The DJJ report released this week found the number of all Florida youth arrested at school dropped by 48 percent between Fiscal Year 2004-05 and FY 2011-12. The arrest figures correspond to “a downward trend in juvenile delinquency in all categories across the state,” according to the report.
Sixty-seven percent of all school’s related arrests were for misdemeanors and 51 percent of arrests last year were for first offenses.
That prompted DJJ Secretary Wansley Walters to call for more alternatives such as civil citations, which give law enforcement officers the option of ticketing offenders for minor crimes instead of arresting them.

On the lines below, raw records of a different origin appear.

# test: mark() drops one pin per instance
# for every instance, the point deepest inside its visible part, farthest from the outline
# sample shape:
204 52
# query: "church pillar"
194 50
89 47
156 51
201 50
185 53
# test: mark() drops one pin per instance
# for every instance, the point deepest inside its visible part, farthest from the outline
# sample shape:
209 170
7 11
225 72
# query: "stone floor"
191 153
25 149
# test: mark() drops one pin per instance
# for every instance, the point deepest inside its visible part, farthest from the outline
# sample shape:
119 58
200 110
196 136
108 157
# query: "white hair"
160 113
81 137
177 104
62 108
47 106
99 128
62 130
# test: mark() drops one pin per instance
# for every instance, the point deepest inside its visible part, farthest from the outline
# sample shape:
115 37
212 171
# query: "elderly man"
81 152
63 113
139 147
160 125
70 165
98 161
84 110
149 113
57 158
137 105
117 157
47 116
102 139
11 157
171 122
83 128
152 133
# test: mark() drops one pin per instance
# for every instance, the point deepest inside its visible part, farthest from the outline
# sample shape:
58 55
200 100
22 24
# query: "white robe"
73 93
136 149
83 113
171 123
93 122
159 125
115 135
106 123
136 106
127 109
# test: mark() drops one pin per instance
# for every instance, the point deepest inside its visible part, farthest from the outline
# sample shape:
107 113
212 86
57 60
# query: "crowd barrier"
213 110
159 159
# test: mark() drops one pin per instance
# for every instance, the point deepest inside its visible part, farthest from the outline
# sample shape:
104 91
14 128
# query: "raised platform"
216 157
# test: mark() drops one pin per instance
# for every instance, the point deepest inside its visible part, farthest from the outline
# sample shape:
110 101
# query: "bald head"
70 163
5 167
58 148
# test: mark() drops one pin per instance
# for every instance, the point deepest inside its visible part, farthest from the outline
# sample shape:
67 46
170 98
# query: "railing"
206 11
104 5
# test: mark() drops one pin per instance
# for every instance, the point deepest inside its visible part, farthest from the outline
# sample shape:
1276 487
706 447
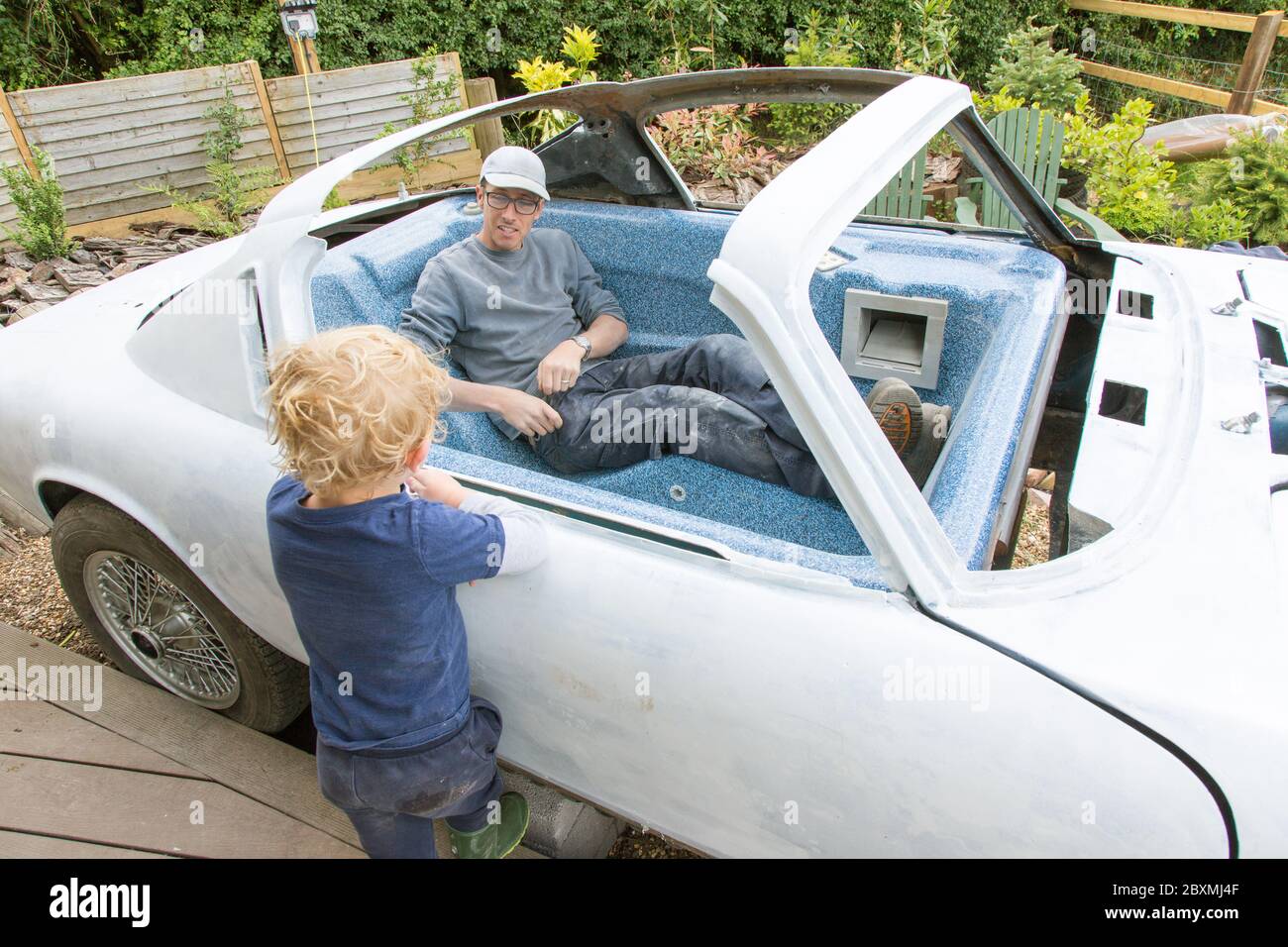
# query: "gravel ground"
1034 535
33 599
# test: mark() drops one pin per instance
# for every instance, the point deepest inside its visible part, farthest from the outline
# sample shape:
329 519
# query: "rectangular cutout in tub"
1124 402
900 337
1134 303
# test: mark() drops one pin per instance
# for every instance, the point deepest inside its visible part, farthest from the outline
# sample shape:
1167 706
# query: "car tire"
200 650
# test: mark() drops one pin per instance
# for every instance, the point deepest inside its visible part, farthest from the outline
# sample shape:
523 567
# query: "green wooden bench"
903 196
1034 142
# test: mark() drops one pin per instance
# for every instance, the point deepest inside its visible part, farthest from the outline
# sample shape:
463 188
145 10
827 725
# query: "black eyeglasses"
498 201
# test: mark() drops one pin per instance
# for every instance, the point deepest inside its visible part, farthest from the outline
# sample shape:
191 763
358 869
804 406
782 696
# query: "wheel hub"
161 630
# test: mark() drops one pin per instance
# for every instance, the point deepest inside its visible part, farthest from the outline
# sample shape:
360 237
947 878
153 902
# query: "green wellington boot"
494 840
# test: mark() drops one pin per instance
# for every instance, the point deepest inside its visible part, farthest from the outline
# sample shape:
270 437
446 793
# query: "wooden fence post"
269 119
16 131
487 134
1254 58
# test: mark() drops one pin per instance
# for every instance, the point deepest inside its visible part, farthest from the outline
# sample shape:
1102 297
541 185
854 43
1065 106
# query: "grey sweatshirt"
503 311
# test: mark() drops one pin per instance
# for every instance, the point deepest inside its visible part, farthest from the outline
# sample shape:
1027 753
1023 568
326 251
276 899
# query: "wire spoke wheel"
161 629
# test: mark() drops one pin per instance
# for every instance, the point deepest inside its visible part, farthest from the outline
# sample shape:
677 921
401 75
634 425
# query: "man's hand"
432 483
559 369
531 415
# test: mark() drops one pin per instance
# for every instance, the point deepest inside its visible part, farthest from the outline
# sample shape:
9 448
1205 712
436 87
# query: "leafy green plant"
429 99
39 200
1128 185
334 200
537 75
996 103
1034 72
232 192
1253 178
823 43
1203 224
713 142
930 51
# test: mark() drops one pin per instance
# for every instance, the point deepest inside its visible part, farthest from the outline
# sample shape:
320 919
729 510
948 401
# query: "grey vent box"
893 337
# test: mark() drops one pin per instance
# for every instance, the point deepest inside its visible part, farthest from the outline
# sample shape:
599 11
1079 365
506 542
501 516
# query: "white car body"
1125 698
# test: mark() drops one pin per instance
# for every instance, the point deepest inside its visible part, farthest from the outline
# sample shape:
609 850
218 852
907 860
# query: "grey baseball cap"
514 166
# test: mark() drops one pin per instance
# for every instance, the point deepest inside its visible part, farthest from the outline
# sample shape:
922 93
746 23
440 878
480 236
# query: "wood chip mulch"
635 844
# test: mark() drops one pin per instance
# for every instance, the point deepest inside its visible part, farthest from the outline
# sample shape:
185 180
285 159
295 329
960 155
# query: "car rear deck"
1004 317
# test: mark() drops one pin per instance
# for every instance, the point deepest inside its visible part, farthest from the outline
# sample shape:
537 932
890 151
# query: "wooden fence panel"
351 107
111 138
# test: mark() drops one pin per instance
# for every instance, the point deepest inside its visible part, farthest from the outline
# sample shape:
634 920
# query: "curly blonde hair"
347 406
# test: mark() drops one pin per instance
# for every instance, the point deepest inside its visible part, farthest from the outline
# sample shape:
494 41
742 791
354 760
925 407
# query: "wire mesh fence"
1108 95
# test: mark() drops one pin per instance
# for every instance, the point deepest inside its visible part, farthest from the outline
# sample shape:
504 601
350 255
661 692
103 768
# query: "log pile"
27 286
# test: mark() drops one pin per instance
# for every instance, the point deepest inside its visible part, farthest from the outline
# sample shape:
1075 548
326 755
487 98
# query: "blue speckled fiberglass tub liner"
1003 311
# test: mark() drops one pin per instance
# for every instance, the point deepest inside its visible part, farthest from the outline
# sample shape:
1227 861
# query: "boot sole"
896 415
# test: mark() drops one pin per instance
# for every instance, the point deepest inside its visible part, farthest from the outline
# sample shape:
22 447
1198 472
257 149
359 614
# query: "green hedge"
142 37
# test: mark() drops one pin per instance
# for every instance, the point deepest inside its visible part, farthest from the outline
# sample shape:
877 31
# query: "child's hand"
430 483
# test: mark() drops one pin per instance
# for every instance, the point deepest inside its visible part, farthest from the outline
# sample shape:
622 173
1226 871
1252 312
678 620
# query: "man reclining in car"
531 324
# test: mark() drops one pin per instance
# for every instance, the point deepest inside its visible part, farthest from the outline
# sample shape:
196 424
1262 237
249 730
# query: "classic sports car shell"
742 669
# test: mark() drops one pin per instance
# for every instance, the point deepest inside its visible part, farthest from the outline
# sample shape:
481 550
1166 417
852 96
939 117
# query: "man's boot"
917 432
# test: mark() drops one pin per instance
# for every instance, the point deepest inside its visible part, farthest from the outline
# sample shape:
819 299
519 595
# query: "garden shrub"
1034 72
1253 178
39 200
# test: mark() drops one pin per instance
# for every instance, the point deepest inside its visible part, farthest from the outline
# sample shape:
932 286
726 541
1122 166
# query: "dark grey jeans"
393 796
711 401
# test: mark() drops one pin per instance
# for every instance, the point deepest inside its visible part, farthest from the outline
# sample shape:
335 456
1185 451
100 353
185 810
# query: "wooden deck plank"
149 812
250 763
241 761
37 728
26 845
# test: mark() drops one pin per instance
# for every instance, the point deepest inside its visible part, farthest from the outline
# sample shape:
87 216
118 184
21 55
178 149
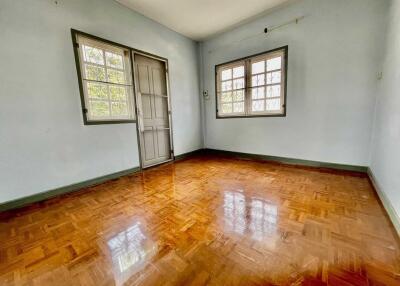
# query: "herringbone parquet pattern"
206 221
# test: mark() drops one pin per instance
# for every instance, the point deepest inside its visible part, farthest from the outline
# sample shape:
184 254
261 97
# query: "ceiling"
200 19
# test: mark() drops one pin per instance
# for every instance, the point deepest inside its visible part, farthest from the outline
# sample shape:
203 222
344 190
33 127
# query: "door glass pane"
227 85
238 107
273 104
274 91
100 108
238 72
238 83
258 67
227 108
95 73
226 97
258 93
258 105
117 93
257 80
226 74
97 90
238 95
114 60
93 55
119 108
274 77
274 64
115 76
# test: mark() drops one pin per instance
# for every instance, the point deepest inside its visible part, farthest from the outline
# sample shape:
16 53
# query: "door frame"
134 52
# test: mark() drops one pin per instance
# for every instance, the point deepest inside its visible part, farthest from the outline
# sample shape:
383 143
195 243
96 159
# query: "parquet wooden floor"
206 221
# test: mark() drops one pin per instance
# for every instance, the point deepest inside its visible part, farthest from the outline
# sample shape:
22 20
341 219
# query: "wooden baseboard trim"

“While these numbers continue to move in the right direction, there is much work to be done to reduce unnecessary arrests in our schools,” Walters said in a statement. “Youth who act up at school should not be referred to DJJ for ‘punishment,’ forcing them to enter the juvenile justice system needlessly.”
Black youth accounted for 47 percent of all school’s related arrests, although they represent 21 percent of Florida youth aged 10 to17. And Exceptional Student Education (ESE) students accounted for 29 percent of arrests on school grounds, although they represent 14 percent of Florida public school students.
“Both statistics are concerning,” said Julie Ebenstein, an attorney with the American Civil Liberties Union of Florida. “And also that there were so many arrests for misdemeanors… An arrest in school often stays on a child’s record for the rest of their life.”
“The Florida numbers are not unusual, but are also not acceptable,” said Deborrah Brodsky, director of the Project on Accountable Justice at Florida State University. “Nationally, children of color are overrepresented at nearly every point of contact with the system – from juvenile to adult. Even when charged with the same offense, minority children are more likely to be incarcerated and even to serve more time than whites.
“These are unacceptable realities that need to be addressed in Florida and across the country,” Brodsky said.
As to the higher rates of arrest for students with disabilities, Ann Siegal of Disability Rights Florida said such students are often arrested for behavior inherent to their condition.
“In the schools, students are being arrested for manifestations of their disability due to lack of either the appropriate supports or training,” Siegal said.
David Utter, an attorney with the Southern Poverty Law Center, lauded the drop in school arrests. But, he said, “the real story is the intransigence of the school-to-prison pipeline. The percentage of children arrested for misdemeanors has hardly budged – that’s the issue here.”
In 2010, he said, nearly 25 percent of students who were arrested at school had their charges dismissed outright by state attorneys.
The DJJ report found that in 2011, 65 percent of school-related delinquency arrests were ultimately dismissed, not filed or received some type of diversion service. It also found that Black youth were more likely to have their cases ultimately dismissed than their white counterparts.